Skindiver, artist and chef--Kimi Werner’s connection to what she eats is a full-circle experience
Image: Courtesy Kimi Werner

Freediver Kimi Werner talks about fish, fun and fate

If Kimi Werner were a fish, she’d be an ‘uku (jobfish, a.k.a. grey snapper). The ‘uku doesn’t live in a hole like many goatfish–it travels, moves, explores and hunts. An artist and champion freediver, Werner is known for her strength and fight, and like the ‘uku, she doesn’t give up or go down easily. “I get tunnel vision and I go for it,” says the 32-year-old Haiku, Maui, native who now lives on Oahu. “I put myself out there, and I put my whole heart into it.”

This attitude is how she became an accomplished chef, painter, and most notably, an infamous fish hunter who is paid to travel the world seeking unique catches while modeling the lifestyle she represents for photographers and publications. Although she’s an award-winning hunter, she doesn’t compete much anymore; it doesn’t thrill her quite the way it used to.

However, much of Werner’s fame isn’t that she’s almost always the sole female competing in tournaments, but that she often wins, and now holds the record for spearing the world’s biggest ‘ono (wahoo) at 84 pounds.

The first time she dove outside of Hawaii in 2008, she won the national championship of spearfishing in Newport, Rhode Island, and that same year, ended up winning every title possible, from Rookie Of The Year to the International Pacific Cup–which she’s since won twice.

Trusting her gut

Werner says that, gender aside, she’s known as someone who loves to eat her catch. She’s in it for the food. Everything else that goes along with freediving–the beauty, adrenaline, exercise, travel, friends met along the way–all of that could be taken away and the self-professed “foodie” would still go diving for the pure satisfaction of being able to feed herself what she wants to eat.

“The meal is much more meaningful when you prepare it yourself and especially when you harvest it yourself,” she explains. “Whether it’s a plant or an animal, harvesting gives you respect and appreciation for the growth and the life of whatever it is you’re eating. You had to work hard to put that on your plate.

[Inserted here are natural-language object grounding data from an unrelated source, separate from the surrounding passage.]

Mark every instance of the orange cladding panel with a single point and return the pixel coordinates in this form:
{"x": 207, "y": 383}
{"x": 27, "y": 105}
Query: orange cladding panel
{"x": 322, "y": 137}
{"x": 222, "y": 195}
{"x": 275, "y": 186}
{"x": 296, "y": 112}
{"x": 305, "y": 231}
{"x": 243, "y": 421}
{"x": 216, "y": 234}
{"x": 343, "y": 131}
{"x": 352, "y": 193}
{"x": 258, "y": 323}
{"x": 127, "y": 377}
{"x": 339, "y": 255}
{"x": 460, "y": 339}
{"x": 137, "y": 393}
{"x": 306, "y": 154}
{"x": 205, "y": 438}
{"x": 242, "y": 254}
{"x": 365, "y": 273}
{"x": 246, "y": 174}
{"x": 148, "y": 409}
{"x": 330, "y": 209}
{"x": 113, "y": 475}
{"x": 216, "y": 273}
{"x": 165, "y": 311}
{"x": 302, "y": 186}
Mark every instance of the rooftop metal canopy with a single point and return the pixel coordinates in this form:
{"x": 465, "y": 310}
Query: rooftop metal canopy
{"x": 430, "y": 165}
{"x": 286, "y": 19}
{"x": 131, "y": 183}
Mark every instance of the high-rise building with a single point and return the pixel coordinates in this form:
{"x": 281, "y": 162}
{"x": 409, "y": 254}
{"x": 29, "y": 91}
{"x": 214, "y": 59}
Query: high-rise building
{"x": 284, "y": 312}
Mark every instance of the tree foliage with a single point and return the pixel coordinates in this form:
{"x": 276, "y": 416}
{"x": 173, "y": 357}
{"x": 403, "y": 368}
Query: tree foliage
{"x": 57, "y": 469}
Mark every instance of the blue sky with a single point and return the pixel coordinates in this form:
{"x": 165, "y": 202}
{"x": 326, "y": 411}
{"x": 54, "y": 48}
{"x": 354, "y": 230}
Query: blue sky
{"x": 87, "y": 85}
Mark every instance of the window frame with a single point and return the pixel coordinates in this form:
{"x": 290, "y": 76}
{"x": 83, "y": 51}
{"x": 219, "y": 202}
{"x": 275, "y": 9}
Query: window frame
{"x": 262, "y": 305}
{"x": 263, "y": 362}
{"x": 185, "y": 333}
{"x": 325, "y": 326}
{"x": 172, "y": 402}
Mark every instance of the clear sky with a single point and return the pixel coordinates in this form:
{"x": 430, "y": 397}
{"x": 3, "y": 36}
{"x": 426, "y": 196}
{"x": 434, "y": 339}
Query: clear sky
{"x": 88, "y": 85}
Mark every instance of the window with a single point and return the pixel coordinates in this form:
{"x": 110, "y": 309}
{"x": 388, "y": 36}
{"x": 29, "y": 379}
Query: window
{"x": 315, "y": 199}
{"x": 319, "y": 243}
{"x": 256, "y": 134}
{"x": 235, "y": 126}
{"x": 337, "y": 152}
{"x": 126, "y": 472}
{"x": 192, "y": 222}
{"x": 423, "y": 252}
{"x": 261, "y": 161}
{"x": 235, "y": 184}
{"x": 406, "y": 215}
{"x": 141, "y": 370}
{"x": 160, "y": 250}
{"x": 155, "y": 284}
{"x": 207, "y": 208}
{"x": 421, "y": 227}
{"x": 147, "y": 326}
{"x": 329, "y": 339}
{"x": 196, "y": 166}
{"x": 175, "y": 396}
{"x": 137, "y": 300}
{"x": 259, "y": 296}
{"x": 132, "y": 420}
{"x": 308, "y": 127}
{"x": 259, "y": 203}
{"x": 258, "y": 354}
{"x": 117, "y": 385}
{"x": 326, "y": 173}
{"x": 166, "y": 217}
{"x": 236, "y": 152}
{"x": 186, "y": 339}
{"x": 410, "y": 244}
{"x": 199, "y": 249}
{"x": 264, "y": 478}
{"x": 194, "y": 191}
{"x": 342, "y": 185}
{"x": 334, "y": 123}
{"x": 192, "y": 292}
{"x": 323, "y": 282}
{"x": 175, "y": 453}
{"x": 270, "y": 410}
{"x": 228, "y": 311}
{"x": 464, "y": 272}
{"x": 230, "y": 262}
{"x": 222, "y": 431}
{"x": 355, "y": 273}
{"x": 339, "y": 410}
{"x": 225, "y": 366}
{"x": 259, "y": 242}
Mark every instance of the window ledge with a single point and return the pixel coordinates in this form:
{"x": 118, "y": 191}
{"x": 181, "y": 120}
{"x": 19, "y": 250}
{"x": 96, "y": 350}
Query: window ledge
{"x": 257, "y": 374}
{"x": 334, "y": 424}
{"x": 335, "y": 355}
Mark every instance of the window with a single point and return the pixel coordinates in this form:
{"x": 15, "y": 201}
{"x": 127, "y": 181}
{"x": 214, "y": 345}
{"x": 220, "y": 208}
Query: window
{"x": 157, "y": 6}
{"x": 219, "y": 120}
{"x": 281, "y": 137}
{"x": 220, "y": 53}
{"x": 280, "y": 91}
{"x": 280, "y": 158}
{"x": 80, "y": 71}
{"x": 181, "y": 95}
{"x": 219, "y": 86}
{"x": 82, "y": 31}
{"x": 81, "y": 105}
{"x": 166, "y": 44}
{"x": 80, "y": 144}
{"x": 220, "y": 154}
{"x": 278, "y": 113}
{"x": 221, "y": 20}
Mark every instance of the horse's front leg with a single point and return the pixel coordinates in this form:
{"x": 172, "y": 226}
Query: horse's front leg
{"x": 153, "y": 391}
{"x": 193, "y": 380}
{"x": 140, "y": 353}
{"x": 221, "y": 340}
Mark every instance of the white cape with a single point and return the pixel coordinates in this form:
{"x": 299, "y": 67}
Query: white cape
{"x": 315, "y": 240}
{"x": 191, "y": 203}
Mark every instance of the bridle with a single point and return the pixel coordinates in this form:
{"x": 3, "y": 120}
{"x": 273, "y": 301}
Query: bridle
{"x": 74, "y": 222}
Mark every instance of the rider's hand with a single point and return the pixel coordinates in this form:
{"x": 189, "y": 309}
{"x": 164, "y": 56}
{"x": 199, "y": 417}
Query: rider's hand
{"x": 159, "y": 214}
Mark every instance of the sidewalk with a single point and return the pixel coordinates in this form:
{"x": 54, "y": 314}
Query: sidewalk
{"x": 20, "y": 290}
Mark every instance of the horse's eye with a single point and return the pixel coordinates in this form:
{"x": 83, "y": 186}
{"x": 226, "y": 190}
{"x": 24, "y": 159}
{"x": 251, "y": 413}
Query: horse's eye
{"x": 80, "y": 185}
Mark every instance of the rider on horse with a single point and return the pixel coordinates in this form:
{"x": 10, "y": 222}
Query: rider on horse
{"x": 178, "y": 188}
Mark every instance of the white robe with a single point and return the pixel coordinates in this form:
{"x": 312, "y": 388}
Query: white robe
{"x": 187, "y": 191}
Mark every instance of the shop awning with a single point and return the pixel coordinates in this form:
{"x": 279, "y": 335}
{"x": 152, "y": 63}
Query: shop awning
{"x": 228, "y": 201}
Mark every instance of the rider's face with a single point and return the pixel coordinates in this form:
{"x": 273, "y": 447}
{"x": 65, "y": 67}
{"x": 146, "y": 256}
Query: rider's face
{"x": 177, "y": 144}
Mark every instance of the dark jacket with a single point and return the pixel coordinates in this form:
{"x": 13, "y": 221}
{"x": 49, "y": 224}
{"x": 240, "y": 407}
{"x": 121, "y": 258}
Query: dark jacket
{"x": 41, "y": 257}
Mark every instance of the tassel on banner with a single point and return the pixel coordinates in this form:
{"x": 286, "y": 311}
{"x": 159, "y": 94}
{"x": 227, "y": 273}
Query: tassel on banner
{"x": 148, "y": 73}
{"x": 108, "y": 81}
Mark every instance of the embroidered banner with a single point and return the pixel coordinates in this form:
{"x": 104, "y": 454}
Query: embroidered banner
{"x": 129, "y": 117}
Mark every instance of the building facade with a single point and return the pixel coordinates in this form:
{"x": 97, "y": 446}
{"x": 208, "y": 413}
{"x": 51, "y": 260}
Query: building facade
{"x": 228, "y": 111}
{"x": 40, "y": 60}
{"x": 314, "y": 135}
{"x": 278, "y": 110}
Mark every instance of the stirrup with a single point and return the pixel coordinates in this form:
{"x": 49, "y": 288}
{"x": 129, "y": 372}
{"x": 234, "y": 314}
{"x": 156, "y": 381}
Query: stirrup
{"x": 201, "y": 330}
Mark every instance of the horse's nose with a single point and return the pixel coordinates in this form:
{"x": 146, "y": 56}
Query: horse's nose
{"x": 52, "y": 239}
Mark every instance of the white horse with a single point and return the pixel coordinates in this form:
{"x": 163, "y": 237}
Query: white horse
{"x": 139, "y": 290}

That makes me feel so much more connected to the world around me.”

A connection to the ocean and the creatures living in it is what has taught Werner to trust her gut. “You’re constantly relying on your instincts underwater,” she says. “I run into sharks all the time, and my fear might tell me to get out of the water, but my hunter’s instinct tells me to defend my catch. ‘That’s my food, I got that, go get your own.’ Reacting in that way is what communicates to the shark that I’m not prey. I’m another predator. So we’re not going to eat each other, now we’re more bumping elbows than anything.”

While she can dive up to 159 feet and hold her breath for nearly five minutes, Werner remains a conservative diver. “If I can’t get the fish to come in within two minutes, I’m either doing something wrong or that fish is just too smart for me,” she laughs.

On art and opportunity

By seeking out mentors, Werner has fast-tracked her proficiency in her various passions. While attending KCC for a culinary arts degree, Werner apprenticed at Halekulani’s La Mer. After that, she spent time as a line cook at a Mexican restaurant, then competed in a culinary competition in China and later became a personal chef.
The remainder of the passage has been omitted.